On Mon, 2007-06-04 at 13:12 +0100, Alistair Bayley wrote:
BTW, what's the difference between the indexXxxxOffAddr# and readXxxxOffAddr# functions in GHC.Prim?
Right. So it'd only be safe to use the index ones on immutable arrays because there's no way to enforce sequencing with respect to array writes when using the index version.
In this case I'm reading from a CString buffer, which is (hopefully) not changing during the function invocation, and never written to by my code. So presumably it'd be pretty safe to use the index- functions.
Yes.
- Ptrs don't get unboxed.

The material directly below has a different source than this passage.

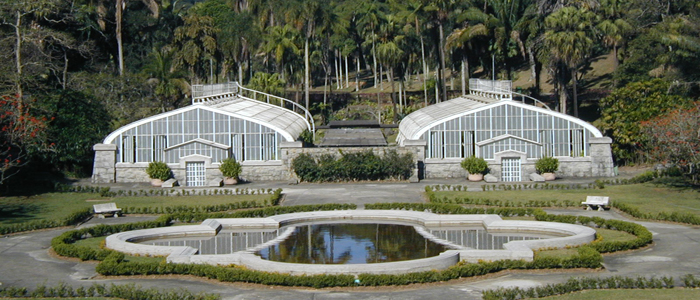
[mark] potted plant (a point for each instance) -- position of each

Why is this? Some IO monad thing?
Got any more detail?
OK. readUTF8Char's transformation starts with this:
$wreadUTF8Char_r3de = \ (ww_s33v :: GHC.Prim.Int#) (w_s33x :: GHC.Ptr.Ptr GHC.Word.Word8) ->
If we expect it to unbox, I'd expect the Ptr to become Addr#. Later, this (w_s33x) gets unboxed just before it's used:
case w_s33x of wild6_a2JM { GHC.Ptr.Ptr a_a2JO -> case GHC.Prim.readWord8OffAddr# @ GHC.Prim.RealWorld a_a2JO 1 s_a2Jf
readUTF8Char is called by fromUTF8Ptr, where there's a little Ptr arithmetic. The Ptr argument to fromUTF8Ptr is unboxed, offset is added, and the result is reboxed so that it can be consumed by readUTF8Char. All a bit unnecessary, I think e.g.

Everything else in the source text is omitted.